Kuruluştan konuya ilişkin yapılan basın açıklaması aşağıda bulunuyor:
Ülkemiz jeotermal enerji kaynaklar açısından zengin bir ülkedir. Jeotermal kaynaklara dayalı elektrik üretimi amaçlı santral yatırımları son yıllarda yoğunlaşmıştır.

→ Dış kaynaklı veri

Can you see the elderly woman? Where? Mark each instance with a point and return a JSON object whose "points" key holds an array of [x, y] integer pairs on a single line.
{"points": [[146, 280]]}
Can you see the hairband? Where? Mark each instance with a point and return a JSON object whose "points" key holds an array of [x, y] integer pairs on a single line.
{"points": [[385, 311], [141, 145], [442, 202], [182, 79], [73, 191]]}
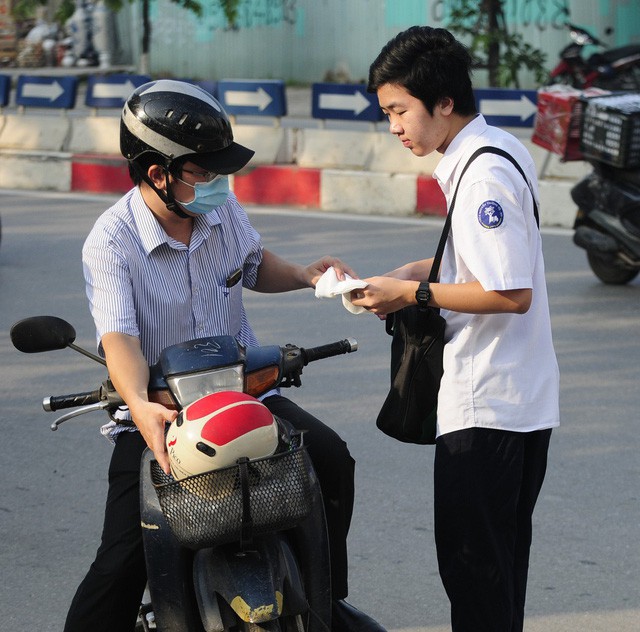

Bugüne değin tespit edilen elektrik üretimine uygun sahaların tamamı, genel olarak Ege Bölgesinde ve Aydın, Manisa, Denizli, İzmir, Kütahya ve Çanakkale illerindedir.
İşletmede olan jeotermal esaslı elektrik santrallarının (JES) üçte ikisine yakın bir bölümü Aydın’da kurulmuş olup; halen yatırım sürecinde olan, ön lisans ve planlama aşamasındaki yeni JES proje stokunun da dörtte biri Aydın il sınırları içindedir.
Jeotermal elektrik üretimi yatırımlarının bu denli yoğunlaştığı Aydın’da ve Manisa’da bazı santralların insana ve çevreye zarar veren uygulamalarında; halkın, halkın temsilcisi olan demokratik platformların, meslek örgütlerinin eleştiri ve itirazları, merkezi ve yereldeki kamu kurum ve yönetimleri tarafından dikkate alınmamıştır.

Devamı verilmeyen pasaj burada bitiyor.